New applications for unemployment benefits fell to 226,000 in the week ending June 13, a slight drop from the prior week. The unemployment rate stayed put at 4.3%, a sign the labor market is cooling but not cracking. The numbers landed just days before the Federal Reserve delivered its latest rate decision, keeping borrowing costs steady at 3.50%–3.75%.
A Steady Hand at the Fed
Fed officials voted on June 17 to hold the federal funds rate where it’s been since March. The move was widely expected. Markets had priced in a near-certain chance of a pause, and the central bank delivered exactly that.
But the real news came in the updated projections. The Fed’s median forecast for the end of 2026 now sits at 3.8%, up from the previous estimate. That upward revision suggests policymakers see rates staying higher for longer than they did just three months ago.
What Higher Projections Mean
The new median rate projection for 2026 is a half-point above the current range. It effectively tells markets the Fed expects to cut rates only once, if at all, over the next two and a half years. Some officials likely see no cuts at all.
For borrowers, that’s a sobering signal.
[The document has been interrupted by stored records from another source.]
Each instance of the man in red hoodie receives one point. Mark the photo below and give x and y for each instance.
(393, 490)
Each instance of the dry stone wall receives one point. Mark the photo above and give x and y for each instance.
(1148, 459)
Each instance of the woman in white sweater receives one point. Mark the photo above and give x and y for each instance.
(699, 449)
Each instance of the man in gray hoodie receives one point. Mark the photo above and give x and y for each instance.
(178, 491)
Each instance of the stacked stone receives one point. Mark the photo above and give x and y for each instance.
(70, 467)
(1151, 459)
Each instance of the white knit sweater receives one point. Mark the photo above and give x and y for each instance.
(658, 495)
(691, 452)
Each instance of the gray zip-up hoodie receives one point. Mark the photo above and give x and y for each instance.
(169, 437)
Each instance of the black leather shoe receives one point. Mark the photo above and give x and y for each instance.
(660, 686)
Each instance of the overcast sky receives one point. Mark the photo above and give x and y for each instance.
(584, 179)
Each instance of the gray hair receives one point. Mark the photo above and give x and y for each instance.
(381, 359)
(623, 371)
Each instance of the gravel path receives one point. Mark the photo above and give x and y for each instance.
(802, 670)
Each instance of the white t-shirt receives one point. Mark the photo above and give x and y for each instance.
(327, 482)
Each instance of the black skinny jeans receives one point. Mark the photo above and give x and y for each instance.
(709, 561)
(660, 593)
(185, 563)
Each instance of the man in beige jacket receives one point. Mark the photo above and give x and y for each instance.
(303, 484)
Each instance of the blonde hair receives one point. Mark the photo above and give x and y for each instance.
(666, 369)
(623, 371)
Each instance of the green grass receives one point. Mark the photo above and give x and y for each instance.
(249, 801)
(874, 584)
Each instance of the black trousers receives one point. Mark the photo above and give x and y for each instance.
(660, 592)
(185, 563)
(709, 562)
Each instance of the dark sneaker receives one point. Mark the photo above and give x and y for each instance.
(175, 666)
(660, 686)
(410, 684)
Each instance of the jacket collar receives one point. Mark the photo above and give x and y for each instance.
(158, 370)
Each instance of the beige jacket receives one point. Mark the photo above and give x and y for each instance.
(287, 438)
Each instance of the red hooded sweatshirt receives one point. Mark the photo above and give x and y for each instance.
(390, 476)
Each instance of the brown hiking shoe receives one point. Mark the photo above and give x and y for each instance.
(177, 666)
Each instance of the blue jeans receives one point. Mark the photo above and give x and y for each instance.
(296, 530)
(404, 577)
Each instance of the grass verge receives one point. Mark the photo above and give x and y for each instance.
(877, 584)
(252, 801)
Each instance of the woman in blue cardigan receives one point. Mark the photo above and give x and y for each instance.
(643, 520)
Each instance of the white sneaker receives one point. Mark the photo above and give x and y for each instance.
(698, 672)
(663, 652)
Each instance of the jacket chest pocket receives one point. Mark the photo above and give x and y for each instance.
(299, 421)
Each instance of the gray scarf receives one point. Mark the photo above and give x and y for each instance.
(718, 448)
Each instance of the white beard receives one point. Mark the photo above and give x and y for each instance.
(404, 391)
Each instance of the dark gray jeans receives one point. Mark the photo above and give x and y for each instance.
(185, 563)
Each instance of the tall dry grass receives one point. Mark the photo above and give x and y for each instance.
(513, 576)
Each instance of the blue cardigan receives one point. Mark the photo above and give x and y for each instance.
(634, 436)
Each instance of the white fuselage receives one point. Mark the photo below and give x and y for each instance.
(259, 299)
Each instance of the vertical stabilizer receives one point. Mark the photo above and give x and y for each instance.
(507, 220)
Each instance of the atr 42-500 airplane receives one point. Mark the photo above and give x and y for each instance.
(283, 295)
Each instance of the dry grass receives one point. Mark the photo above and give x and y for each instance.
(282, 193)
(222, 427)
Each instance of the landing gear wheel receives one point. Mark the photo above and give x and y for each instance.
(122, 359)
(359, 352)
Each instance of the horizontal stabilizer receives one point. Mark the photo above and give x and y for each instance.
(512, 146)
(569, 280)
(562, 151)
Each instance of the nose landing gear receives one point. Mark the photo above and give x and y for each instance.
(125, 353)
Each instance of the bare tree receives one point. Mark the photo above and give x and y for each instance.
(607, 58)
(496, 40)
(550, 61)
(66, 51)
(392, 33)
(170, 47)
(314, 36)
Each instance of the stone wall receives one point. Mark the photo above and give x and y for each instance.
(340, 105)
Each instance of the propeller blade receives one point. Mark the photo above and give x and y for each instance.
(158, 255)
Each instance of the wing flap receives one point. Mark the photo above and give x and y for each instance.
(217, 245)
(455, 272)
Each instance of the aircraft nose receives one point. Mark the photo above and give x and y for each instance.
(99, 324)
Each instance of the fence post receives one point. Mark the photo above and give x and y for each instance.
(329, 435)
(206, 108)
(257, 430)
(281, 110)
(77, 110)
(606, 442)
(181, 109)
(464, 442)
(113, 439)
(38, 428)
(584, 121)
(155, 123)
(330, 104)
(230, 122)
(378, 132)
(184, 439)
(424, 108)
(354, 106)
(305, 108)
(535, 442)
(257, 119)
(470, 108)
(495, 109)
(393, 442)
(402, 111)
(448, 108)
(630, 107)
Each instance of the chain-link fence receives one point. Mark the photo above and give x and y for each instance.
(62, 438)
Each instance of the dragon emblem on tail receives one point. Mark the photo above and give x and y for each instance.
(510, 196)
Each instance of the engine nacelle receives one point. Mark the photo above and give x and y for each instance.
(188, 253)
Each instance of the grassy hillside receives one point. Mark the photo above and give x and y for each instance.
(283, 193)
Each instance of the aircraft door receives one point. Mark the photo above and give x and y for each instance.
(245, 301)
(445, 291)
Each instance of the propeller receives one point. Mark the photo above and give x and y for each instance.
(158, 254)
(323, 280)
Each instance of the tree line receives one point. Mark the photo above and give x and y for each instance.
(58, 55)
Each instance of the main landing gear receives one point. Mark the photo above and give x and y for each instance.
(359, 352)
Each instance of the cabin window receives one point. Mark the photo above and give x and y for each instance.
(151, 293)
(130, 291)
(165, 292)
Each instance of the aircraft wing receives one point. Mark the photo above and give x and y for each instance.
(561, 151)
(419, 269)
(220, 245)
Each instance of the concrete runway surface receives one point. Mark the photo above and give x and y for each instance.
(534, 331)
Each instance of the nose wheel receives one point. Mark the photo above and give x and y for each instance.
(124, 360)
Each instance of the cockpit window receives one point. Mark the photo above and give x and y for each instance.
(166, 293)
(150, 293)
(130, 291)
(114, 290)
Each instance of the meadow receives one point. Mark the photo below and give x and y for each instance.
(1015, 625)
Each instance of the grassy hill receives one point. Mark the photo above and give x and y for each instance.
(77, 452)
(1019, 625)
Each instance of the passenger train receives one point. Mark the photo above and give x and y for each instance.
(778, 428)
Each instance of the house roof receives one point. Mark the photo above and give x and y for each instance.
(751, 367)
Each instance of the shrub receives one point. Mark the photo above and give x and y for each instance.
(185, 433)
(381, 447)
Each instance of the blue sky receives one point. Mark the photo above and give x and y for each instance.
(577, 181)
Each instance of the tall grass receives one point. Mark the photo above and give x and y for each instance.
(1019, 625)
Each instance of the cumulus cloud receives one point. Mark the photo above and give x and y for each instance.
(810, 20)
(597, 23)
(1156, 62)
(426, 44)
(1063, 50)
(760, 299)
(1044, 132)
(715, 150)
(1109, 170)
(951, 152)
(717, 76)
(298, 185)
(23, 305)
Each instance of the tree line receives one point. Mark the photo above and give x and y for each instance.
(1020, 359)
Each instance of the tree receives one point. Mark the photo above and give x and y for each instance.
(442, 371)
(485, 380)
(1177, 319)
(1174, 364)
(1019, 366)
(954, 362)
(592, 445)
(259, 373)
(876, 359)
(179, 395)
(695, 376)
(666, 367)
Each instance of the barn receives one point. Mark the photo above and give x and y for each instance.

Mortgage rates, credit card APRs, and business loans will probably stay elevated well into 2026. For savers, higher short-term yields remain a small consolation.
The Market’s Take
Betting platforms are already siding with the hawks. Polymarket odds currently show an 81% probability that the Fed delivers zero rate cuts in 2026. Traders are essentially saying the central bank will hold the line through next year and beyond.
That view aligns with the Fed’s own dot plot but clashes with what many economists hoped for just a few months ago. The question now is whether the labor market can keep absorbing those higher rates without tipping into recession. Claims at 226,000 are still historically low, but the trend has been edging up from the sub-200,000 levels seen in early 2024.
The Fed’s next rate decision is scheduled for late July. Most analysts expect another hold. The real debate will be whether the minutes or Chair’s press conference offer any clues about a September move. For now, the data points in one direction: rates stay high, and the 2026 outlook just got a lot less friendly.